Posted: Monday April 25, 2005 9:40AM; Updated: Monday April 25, 2005 4:59PM
Quote of the Week
"When life gives you lemons, you've got to make lemonade.'' -- Former New Orleans and Carolina linebacker and assistant coach Sam Mills, who died last week after a 21-month bout with intestinal cancer.
I have covered some good men during my 21 years on the football beat. Anthony Munoz comes to mind. Frank Reich. Mark Bavaro. Jim Breech. Steve Young. Don Hasselbeck. His son Matt. Hines Ward. Kurt Warner. Derrick Brooks. But none better than Sam Mills. We talked 10 or 15 times over the years, including once over dinner before a Panthers playoff game in the franchise's early days. And the guy just wouldn't give himself credit for anything. Jim Mora deserved praise for giving him a chance, Carl Peterson for signing him, Bill Kuharich for scouting him, Dom Capers for coaching him, Rickey Jackson and Vaughn Johnson for freeing him up to be a Pro Bowl linebacker in New Orleans. Mills was just a remarkably self-effacing person -- and not self-effacing in the phony way. He meant every word.

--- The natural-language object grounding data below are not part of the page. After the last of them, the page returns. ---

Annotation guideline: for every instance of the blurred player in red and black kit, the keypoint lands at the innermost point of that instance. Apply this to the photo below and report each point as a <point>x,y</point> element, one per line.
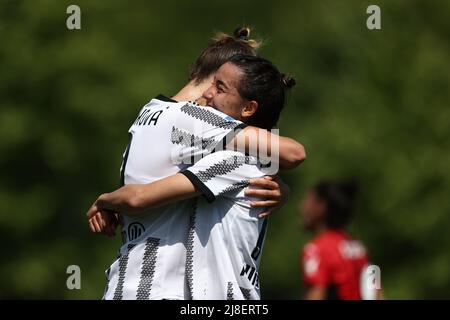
<point>333,262</point>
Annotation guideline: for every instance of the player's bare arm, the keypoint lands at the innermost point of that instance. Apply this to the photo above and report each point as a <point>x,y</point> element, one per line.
<point>137,198</point>
<point>253,140</point>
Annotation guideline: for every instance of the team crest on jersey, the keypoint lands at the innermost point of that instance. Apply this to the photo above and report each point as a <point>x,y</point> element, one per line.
<point>134,231</point>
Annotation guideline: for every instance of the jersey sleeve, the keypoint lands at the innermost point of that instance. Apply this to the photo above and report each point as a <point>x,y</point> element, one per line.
<point>222,172</point>
<point>315,269</point>
<point>198,131</point>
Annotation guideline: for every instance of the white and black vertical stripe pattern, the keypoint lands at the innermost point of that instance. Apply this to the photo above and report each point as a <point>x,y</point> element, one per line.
<point>235,186</point>
<point>184,138</point>
<point>148,269</point>
<point>207,116</point>
<point>190,249</point>
<point>123,262</point>
<point>246,293</point>
<point>222,168</point>
<point>230,291</point>
<point>107,282</point>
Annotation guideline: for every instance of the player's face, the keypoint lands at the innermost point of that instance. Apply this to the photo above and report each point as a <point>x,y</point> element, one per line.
<point>312,210</point>
<point>223,95</point>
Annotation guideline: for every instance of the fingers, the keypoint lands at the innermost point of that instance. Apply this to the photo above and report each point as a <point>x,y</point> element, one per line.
<point>92,211</point>
<point>263,204</point>
<point>263,193</point>
<point>95,223</point>
<point>91,226</point>
<point>265,214</point>
<point>265,182</point>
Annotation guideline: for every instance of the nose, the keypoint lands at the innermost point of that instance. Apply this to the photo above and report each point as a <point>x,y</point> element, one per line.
<point>209,93</point>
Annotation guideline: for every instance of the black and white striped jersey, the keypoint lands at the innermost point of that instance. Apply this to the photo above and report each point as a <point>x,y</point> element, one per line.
<point>226,236</point>
<point>166,137</point>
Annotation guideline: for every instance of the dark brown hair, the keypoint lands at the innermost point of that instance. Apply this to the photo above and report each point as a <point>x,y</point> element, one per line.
<point>223,48</point>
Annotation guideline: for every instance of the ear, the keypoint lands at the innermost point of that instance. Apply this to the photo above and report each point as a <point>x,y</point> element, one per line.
<point>249,109</point>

When he was diagnosed with cancer almost two years ago, he knew, and those around him knew, that things didn't look good. When he'd talk to his former teammates and current players who'd say things about how unfair life was, he'd say things like: Is it fair for anyone to get cancer? And he told Eric Davis, then a Panthers corner, the quote about the lemons.

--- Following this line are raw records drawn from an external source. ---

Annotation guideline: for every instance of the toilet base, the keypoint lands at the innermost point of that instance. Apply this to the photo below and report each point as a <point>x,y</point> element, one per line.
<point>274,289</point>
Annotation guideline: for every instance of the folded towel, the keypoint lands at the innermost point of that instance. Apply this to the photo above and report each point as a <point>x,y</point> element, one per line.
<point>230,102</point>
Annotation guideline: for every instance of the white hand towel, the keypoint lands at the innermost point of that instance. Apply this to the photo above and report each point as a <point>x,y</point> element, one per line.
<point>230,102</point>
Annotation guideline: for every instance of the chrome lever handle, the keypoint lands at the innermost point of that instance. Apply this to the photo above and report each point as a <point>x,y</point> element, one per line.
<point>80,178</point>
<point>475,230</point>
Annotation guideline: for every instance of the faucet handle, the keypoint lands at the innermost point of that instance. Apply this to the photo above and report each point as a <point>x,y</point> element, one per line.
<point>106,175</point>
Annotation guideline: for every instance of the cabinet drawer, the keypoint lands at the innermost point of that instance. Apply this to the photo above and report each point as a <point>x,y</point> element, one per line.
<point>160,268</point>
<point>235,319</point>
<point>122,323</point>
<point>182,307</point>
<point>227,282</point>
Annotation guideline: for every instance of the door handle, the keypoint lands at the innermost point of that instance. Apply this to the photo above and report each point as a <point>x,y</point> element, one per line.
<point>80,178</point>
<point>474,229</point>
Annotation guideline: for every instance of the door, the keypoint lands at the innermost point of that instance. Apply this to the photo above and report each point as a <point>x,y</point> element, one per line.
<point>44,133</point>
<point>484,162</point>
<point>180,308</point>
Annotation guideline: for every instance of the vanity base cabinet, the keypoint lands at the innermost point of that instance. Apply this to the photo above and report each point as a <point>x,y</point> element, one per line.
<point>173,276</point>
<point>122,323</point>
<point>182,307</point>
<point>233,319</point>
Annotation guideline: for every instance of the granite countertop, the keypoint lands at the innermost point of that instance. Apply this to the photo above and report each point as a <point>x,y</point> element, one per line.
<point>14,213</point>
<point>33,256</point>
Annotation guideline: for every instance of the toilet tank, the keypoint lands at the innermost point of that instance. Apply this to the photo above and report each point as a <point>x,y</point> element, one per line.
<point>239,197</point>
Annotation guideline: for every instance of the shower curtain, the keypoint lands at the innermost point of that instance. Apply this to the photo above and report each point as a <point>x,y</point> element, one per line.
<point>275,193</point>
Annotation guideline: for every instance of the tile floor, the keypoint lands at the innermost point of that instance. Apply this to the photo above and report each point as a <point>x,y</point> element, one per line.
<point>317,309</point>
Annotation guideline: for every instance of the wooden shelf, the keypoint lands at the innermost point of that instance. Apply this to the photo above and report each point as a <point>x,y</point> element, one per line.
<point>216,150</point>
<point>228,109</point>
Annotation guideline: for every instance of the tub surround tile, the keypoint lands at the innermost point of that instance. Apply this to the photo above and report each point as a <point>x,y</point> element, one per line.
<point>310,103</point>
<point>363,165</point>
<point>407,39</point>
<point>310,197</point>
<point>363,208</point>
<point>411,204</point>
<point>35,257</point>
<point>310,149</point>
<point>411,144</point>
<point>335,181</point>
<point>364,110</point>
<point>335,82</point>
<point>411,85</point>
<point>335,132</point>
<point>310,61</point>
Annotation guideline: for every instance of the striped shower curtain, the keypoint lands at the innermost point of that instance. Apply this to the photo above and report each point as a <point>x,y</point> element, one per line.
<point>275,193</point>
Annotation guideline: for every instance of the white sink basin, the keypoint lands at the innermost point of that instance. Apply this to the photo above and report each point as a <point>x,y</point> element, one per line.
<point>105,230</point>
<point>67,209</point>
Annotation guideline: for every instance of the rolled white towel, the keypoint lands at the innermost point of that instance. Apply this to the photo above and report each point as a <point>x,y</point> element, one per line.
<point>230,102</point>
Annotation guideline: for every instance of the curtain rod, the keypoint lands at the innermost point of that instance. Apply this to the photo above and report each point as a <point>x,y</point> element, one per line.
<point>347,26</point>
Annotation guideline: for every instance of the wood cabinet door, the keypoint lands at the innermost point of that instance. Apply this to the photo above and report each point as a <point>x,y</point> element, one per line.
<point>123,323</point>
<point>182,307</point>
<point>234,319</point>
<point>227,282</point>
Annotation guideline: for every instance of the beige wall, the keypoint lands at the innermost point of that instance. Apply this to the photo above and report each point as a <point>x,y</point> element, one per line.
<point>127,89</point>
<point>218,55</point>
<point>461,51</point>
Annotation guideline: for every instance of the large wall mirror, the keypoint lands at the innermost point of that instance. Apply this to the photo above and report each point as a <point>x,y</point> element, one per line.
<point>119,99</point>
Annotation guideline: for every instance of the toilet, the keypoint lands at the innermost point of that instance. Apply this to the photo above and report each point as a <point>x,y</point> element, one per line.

"What's remarkable,'' Carolina coach John Fox told me at the time, "is how he goes for chemotherapy in the morning ... and this is no easy chemo, this is killer chemo. And he comes back and goes to work like nothing is happening. You know, you say, 'How you feeling?' And he's like, 'Fine. Feel great.' And you know there's no way he's feeling good. Every person in this organization is inspired by him. Every one.''
As were many people outside the organization, including me.
Stat of the Week
The first round of the draft began at 12:13 p.m. Eastern time Saturday. It ended at 6:02 p.m. That's five hours, 39 minutes for 32 selections ... an average of 11 minutes per pick. There were only two trades in the round. In other words, there was a whole lot of sitting around going on. As the Fort Worth Star-Telegram'sRandy Galloway wrote: "Hollywood marriages don't last this long.''
Just one question for the NFL: Is there any good reason -- other than debuting a new video game -- for the time limit of first-round picks to be 15 minutes instead of 10?
I guess I just answered my own question, didn't I?

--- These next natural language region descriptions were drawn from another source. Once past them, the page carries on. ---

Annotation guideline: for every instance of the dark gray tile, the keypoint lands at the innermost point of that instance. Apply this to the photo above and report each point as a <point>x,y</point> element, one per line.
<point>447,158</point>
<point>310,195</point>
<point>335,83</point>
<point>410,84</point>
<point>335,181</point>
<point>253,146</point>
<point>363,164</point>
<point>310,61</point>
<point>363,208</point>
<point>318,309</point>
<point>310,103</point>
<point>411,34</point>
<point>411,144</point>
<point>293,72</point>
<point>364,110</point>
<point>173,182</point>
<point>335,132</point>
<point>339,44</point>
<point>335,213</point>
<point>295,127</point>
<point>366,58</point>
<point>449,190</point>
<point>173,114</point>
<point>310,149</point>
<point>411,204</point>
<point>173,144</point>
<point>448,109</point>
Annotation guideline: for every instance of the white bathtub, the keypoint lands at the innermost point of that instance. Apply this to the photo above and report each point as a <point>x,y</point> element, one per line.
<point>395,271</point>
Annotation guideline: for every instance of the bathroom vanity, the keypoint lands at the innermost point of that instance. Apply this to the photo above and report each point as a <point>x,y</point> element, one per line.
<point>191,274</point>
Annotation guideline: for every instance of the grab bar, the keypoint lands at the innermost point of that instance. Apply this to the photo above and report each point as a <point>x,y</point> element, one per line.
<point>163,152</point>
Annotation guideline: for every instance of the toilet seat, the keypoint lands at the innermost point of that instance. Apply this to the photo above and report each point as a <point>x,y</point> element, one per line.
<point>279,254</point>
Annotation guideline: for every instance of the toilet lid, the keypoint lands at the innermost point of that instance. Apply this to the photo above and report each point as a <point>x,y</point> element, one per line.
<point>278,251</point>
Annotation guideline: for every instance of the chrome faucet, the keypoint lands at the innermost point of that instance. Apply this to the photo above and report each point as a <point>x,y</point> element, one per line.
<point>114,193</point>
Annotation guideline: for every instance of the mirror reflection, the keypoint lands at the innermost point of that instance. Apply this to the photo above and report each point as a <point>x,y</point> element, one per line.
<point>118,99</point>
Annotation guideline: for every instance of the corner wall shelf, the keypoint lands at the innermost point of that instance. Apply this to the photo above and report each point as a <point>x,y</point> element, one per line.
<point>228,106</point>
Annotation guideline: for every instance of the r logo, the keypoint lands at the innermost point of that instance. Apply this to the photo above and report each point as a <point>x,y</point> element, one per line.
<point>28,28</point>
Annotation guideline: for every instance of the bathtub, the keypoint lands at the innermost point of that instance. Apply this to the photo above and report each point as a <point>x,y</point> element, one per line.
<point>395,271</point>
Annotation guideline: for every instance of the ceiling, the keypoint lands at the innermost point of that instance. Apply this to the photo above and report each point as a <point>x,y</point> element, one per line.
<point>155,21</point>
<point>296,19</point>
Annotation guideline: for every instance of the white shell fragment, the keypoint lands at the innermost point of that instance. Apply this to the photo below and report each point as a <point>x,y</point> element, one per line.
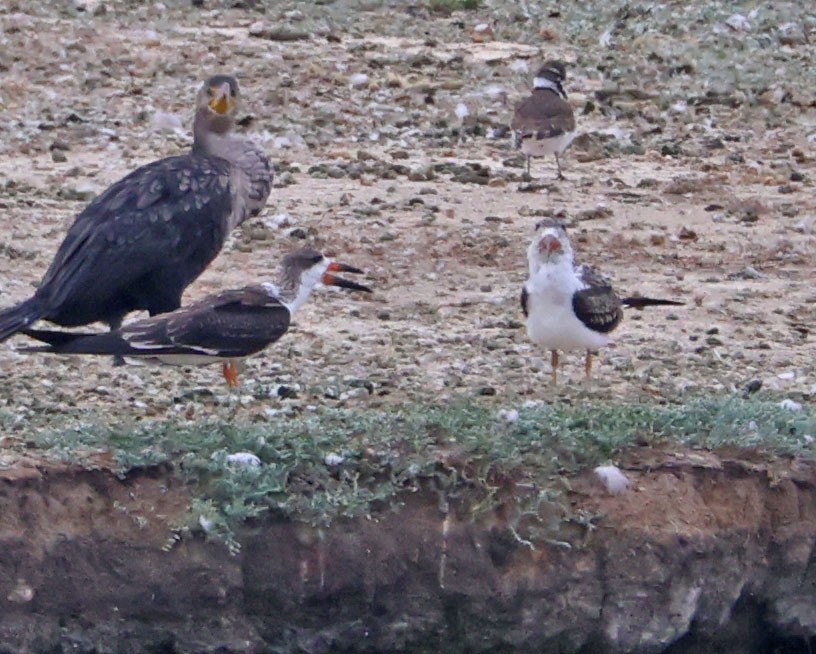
<point>612,477</point>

The draft is a barrel of fun. Christmas in April. But are you aware that if every team took the 15 allowable minutes per pick, the first round would end at 8:10 p.m. Eastern time?
Why does it take longer than a 15-inning baseball game for teams to select one round of a football draft?
Please: Give teams 10 minutes for each first-round pick, then five minutes for each selection after that. That's more than enough time.
Factoid That May Interest Only Me
Let the record show that the Buffalo Bills' first pick of the day, the 55th overall, came at 8:28 p.m. That's 58 minutes after the San Diego Chargers, three time zones away, served dinner -- their third catered meal of the day -- to the media covering the draft.
Aggravating/Enjoyable Travel Note of the Week
I am very sympathetic to the airlines' efforts to keep the vermin who try to sneak up to use the first-class bathroom back in coach. If you pay for first, or get upgraded by a frequent-flyer program, you should have an advantage sitting unbothered. On Sunday, I was part of the vermin on a sleepy United flight from O'Hare to Newark, sitting in the first row of coach, doing some writing on my laptop. Attendance in first-class was sparse. The captain came on to say, basically, we're going to be going into our descent, so go now or forever hold your peace -- or something like that. I got up to use the lavatory. There were four people waiting at the two coach toilets. There was no one waiting in first. The plane was descending. "Excuse me,'' I said to the flight attendant. "pretty big crowd back there. Mind if I use into the bathroom here?''
"Sir, please use the bathrooms in coach,'' she said.
"I'm sorry,'' she said. "I cannot make an exception.''
I went back to wait. And wait. Then the final descent came. And so, of course, a couple of us in steerage had to return to our seats before being able to use the bathrooms.